My daughter-in-law is facing this problem with her mother, but unlike your dad, she unwilling to move. They first tried to get her to move into an apartment closer to them, where on one side was independent living and the other side was assisted living. She refused to move into an independent living apartment closer to them. Now she needs assisted-living but she also refuses. My daughter-in-law has had to hire someone to come in morning and evening to be sure she gets her insulin shots. The next step is to gain guardianship of her mother because it will soon be to the point that she has to go into a nursing home. If she would have moved into the apartment closer to my daughter-in-law her dementia might not have progressed as rapidly as it did because there were other people there and activities, whereas now she’s home alone by herself all day long.

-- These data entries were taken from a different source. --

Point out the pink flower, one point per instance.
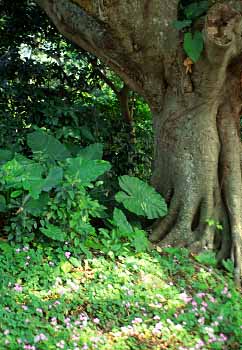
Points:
(68, 255)
(18, 288)
(185, 297)
(137, 320)
(40, 337)
(61, 344)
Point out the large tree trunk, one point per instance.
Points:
(197, 150)
(196, 115)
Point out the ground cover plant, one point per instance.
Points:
(77, 270)
(53, 299)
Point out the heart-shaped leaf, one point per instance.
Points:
(193, 45)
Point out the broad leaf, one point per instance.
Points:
(193, 45)
(66, 266)
(5, 156)
(179, 25)
(94, 151)
(140, 241)
(40, 141)
(23, 174)
(3, 205)
(32, 179)
(53, 232)
(120, 220)
(86, 134)
(36, 206)
(196, 9)
(85, 170)
(140, 198)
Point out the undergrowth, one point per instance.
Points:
(51, 299)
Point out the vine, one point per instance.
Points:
(190, 12)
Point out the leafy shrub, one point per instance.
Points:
(49, 196)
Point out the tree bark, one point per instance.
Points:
(197, 161)
(196, 115)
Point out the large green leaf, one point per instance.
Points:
(196, 9)
(54, 232)
(140, 241)
(40, 141)
(179, 25)
(23, 174)
(193, 45)
(120, 220)
(94, 151)
(85, 170)
(140, 198)
(5, 155)
(36, 206)
(3, 205)
(32, 179)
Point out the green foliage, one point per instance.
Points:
(196, 9)
(47, 145)
(51, 299)
(207, 258)
(179, 25)
(189, 12)
(140, 198)
(193, 45)
(214, 223)
(53, 232)
(51, 198)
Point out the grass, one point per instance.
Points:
(50, 299)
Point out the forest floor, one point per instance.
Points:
(165, 299)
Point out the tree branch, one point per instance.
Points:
(133, 38)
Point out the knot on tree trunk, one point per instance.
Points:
(223, 33)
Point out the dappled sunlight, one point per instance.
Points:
(133, 301)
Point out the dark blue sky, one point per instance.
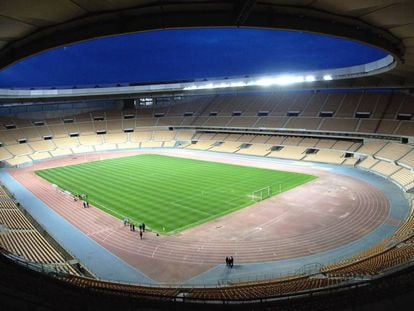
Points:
(184, 55)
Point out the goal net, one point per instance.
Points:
(261, 194)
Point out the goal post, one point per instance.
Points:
(261, 194)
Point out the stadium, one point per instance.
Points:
(286, 188)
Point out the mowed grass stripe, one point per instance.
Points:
(169, 194)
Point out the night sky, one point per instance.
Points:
(173, 55)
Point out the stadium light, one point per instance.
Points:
(310, 78)
(327, 77)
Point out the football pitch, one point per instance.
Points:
(170, 194)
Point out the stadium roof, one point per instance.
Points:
(30, 27)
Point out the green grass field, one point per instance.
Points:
(169, 194)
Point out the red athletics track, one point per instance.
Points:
(324, 214)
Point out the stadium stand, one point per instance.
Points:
(20, 237)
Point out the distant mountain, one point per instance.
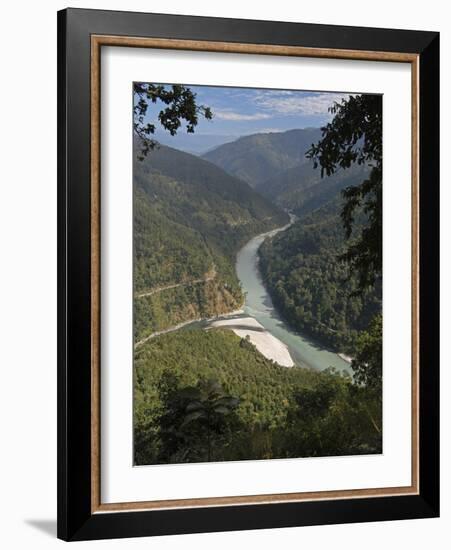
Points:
(275, 165)
(257, 157)
(302, 189)
(196, 144)
(190, 219)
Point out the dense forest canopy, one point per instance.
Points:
(269, 411)
(208, 395)
(355, 136)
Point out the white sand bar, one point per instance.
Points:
(241, 322)
(267, 344)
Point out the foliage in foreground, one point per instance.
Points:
(250, 408)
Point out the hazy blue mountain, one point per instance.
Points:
(257, 157)
(196, 144)
(302, 189)
(190, 219)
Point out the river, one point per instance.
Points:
(258, 304)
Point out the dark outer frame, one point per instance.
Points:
(76, 520)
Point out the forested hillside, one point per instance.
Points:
(302, 189)
(275, 165)
(312, 288)
(257, 409)
(190, 219)
(258, 157)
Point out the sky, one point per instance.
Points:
(243, 111)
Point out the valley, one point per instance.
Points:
(237, 280)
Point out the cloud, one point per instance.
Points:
(224, 114)
(292, 103)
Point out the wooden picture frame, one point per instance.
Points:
(81, 35)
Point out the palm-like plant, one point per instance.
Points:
(207, 405)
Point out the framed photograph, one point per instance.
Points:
(248, 274)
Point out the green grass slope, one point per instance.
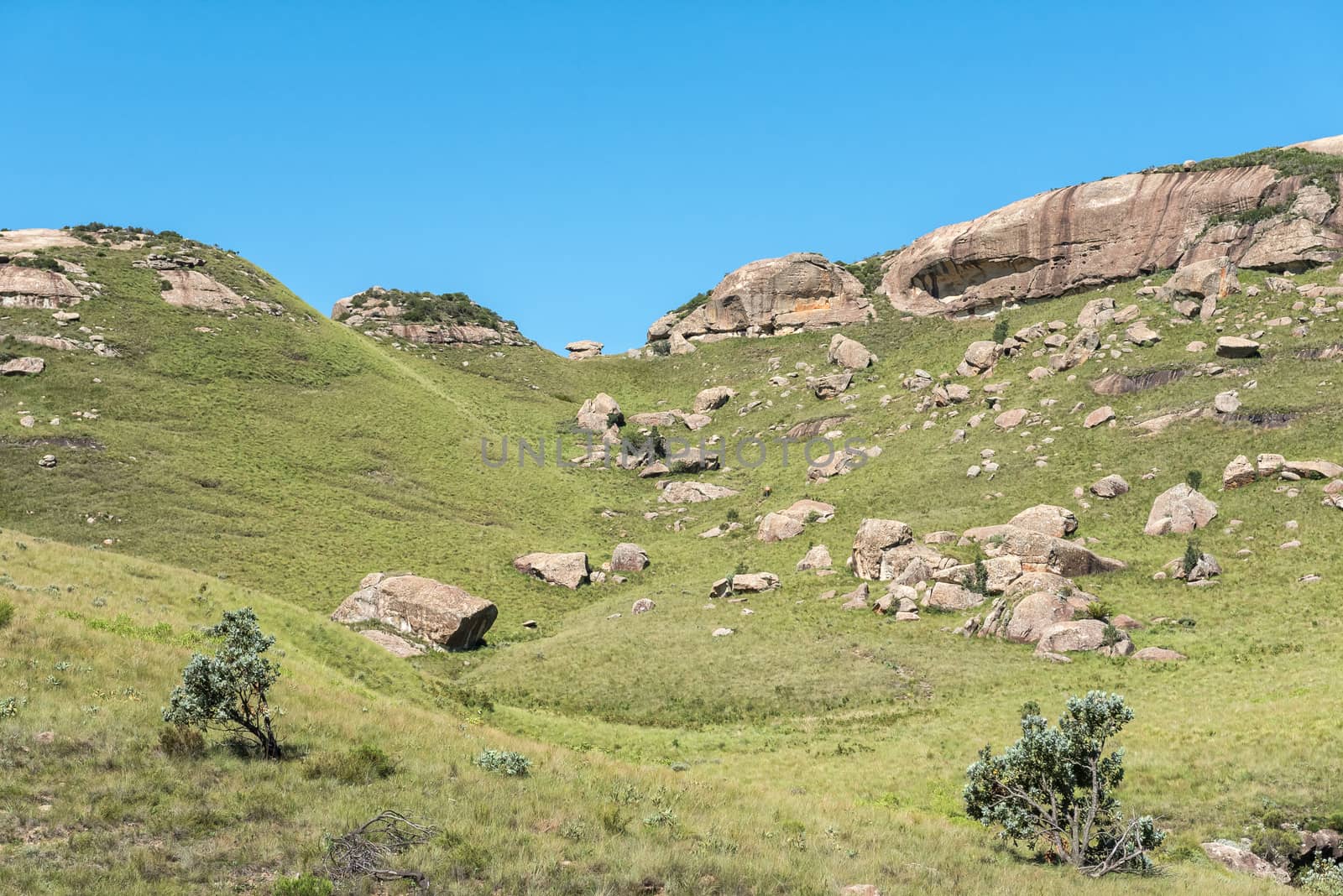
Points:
(292, 456)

edited, originally posted over 1 year ago
A myALZteam Member said:

I wonder what the staff at his Assisted Living would have to say about their observations and impressions of him. Maybe they would have suggestions for areas in which he is having the most difficulty, or together you could decide on a plan for working with him on those areas he is struggling with. What were his expectations of Assisted Living and are those reasonable in time now that he is there? Hang in there. Remember to take care of your own needs too. 🤓

posted over 1 year ago
A myALZteam Member said:

K8 is right - the staff at assisted living facilities are there to orient the residents. They’ll knock on his door to come to meals and encourage him to come to activities. If meds are required the aids will administer them. After awhile they will take note if they don’t come to meals on their own. I don’t think they offer road trips but often have outings to local malls and restaurants and have entertainment come to the facility. On Friday my hubbies place had a comedian who was very kind, including every single person there in his show in some small way. There is a calendar every month that you can hang in his room and circle things he may be interested in. Good luck.

posted over 1 year ago
A myALZteam Member said:

Timing seems to be everything with this disease. If your dad wants to go into Assisted Living, it’s time. Although a new situation causes most all of us anxiety and stress, the supportive staff and the structure and routine of assisted living units go a long way in helping people to become comfortable in their new homes pretty quickly. Accommodation to assisted living goes most smoothly when the person makes the decision on their own, and being not just willing, but motivated, seems a very positive predictor of a successful adjustment. I envy you his willingness! Could he have a little talk with my sister? Hahaha.